描述
A posterior predictive check (PPC) for the Cox model would be nice, but it would probably have to be conducted differently than in all other models since the spline estimate of the baseline hazard makes it hard to sample from the response distribution. Section 4.4 ("Standardised survival probabilities") of the preprint by Brilleman et al. (2020) describes a PPC which is feasible in this situation. In my understanding (and only under right-censoring, I guess), this PPC basically compares the Kaplan-Meier estimate of the survival curve (i.e. the estimated CCDF) for the observed data to the posterior CCDFs which are averages of the individual posterior CCDFs. Each individual posterior CCDF is obtained by plugging in the predictor values for one individual from the observed dataset. With the default settings, there would be 4000 posterior CCDFs, so as usual, only a random subset of them will be used for the overlay plot. The resulting plot should be similar to bayesplot::ppc_ecdf_overlay(), but taking the right censoring of the observed data into account and applying the "CCDF = 1 - CDF" transformation (although this transformation is not strictly necessary and would just be a convention from traditional survival analysis).

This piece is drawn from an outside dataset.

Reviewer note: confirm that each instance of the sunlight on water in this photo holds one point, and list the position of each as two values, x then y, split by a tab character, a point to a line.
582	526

In principle, the posterior CCDFs could be computed in the generated quantities block, but for better generalizability (e.g. later also CCDF prediction for new data), it would probably be desirable to compute them in R.
The same style of PPC could also be used for the non-Cox time-to-event models already existing in brms (e.g. right-censored log-normal or right-censored Weibull), but with an easier implementation because sampling from the (uncensored) response distribution is easy for these distributions. (Sampling leads to an easier implementation because it doesn't need extra code to compute the posterior CCDFs exactly, but also because it doesn't need individual posterior CCDFs and their averaging.) However, this is a different topic, so I'll open a new issue for that.